Introduction
The GNU Coding Standards says the following:
Avoid arbitrary limits on the length or number of any data structure, including file names, lines, files, and symbols, by allocating all data structures dynamically. In most Unix utilities, “long lines are silently truncated”. This is not acceptable in a GNU utility.
GNU Coreutils adheres to this guideline, avoiding arbitrary limits that other implementations often do not. This page is a work-in-progress attempt at listing the limitations that are avoided.
rm -r can remove deeply nested directories
POSIX states the following about rm:
The rm utility shall be able to descend to arbitrary depths in a file hierarchy, and shall not fail due to path length limitations (unless an operand specified by the user exceeds system limitations).
GNU Coreutils complies with this specificiation, which can be seen in the example below:
$ mkdir -p $(yes a/ | head -n $((32 * 1024)) | tr -d '\n')
$ rm -rf a
$ ls a
ls: cannot access 'a': No such file or directory
This feature is important because, without it, you won’t be able to
delete deeply nested directories that may be created by other
programs. Naive implementations will construct the deepest path and
call unlink() and/or rmdir() on it directly.
However, this would fail and set errno to
ENAMETOOLONG if the path is larger than
PATH_MAX, leading the program to exit without removing
any directory entries. Despite POSIX requiring otherwise, some
implementations behave this way.
Avoiding the PATH_MAX limit can is done using
openat() and friends, which operate on file names
relative to file descriptors.
pwd works even when getcwd() fails
Many implementations of pwd will fail if the current
working directory is greater than PATH_MAX characters.

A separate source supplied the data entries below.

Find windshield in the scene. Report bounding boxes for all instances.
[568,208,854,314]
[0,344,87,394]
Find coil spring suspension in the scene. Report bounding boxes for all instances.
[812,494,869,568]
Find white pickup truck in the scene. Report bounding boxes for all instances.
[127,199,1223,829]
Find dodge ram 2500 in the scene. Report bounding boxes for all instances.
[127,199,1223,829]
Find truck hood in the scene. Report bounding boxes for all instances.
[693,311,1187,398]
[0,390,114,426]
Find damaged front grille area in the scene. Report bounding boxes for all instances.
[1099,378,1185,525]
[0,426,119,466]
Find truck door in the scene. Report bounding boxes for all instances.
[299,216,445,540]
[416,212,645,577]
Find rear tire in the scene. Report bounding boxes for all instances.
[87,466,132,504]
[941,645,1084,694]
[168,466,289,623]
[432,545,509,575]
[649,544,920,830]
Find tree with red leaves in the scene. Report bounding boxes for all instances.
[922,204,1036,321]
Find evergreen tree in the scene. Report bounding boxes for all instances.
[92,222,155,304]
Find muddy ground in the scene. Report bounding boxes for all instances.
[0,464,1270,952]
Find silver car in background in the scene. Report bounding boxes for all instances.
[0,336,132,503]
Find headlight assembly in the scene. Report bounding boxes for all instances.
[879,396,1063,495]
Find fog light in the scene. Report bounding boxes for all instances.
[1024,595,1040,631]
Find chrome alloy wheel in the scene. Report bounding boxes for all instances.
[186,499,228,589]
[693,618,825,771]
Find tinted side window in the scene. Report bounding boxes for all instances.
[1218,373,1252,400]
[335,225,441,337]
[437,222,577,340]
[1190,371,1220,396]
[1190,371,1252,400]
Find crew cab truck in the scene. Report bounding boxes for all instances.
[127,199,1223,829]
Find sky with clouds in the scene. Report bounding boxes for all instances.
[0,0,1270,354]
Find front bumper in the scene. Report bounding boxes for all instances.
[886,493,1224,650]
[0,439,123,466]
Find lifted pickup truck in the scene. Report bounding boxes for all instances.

GNU Coreutils does not have this limitation since it does not use a
statically allocated buffer. In addition, it also replaces the systems
getcwd() function with one from Gnulib if it does not
handle file names greater than PATH_MAX. The Gnulib
implementation will try the systems getcwd() function. If
it fails due to a long file name, it will open a file descriptor for
each of its parent directories. It uses readdir to find
the file name by comparing inode numbers, then constructs the path,
repeating this process until the root directory is reached.
You can confirm this behavior using the following commands:
$ mkdir -p $(yes a/ | head -n $((32 * 1024)) | tr -d '\n')
$ while cd $(yes a/ | head -n 1024 | tr -d '\n'); do :; done 2>/dev/null
$ env pwd | tr '/' '\n' | tail -n +2 | grep -vE "(home|$(id -un))" | wc -l
32768
Note that the env invocation is needed to ensure that the
shell builtin, if it exists, is not used.
ls -1 --sort=none works when all file names do not fit
into memory
Typically invocations of the ls command require that all
file names in the directory being printed, along with some additional
per-file metadata, fit into the systems memory. This is unavoidable in
most situations, because ls has to read all file names
for sorting and output alignment purposes. However, this is not needed
when the -1 --sort=none options are given. In this case
GNU Coreutils does not buffer the file names into memory and prints
them as they are read.
We can use the following commands to compare the memory usage of
ls's default options with the memory usage of
ls -1 --sort=none in a directory of 10 million files:
$ mkdir mkdir -p tmp && cd tmp
$ seq 10000000 | parallel -j 16 -m 'truncate -s 0 {}'
$ numfmt --to=iec --from=iec \
$(env time --format=%M ls 2>&1 > /dev/null)k
2.4G
$ numfmt --to=iec --from=iec \
$(env time --format=%M ls -1 --sort=none 2>&1 > /dev/null)k
2.7M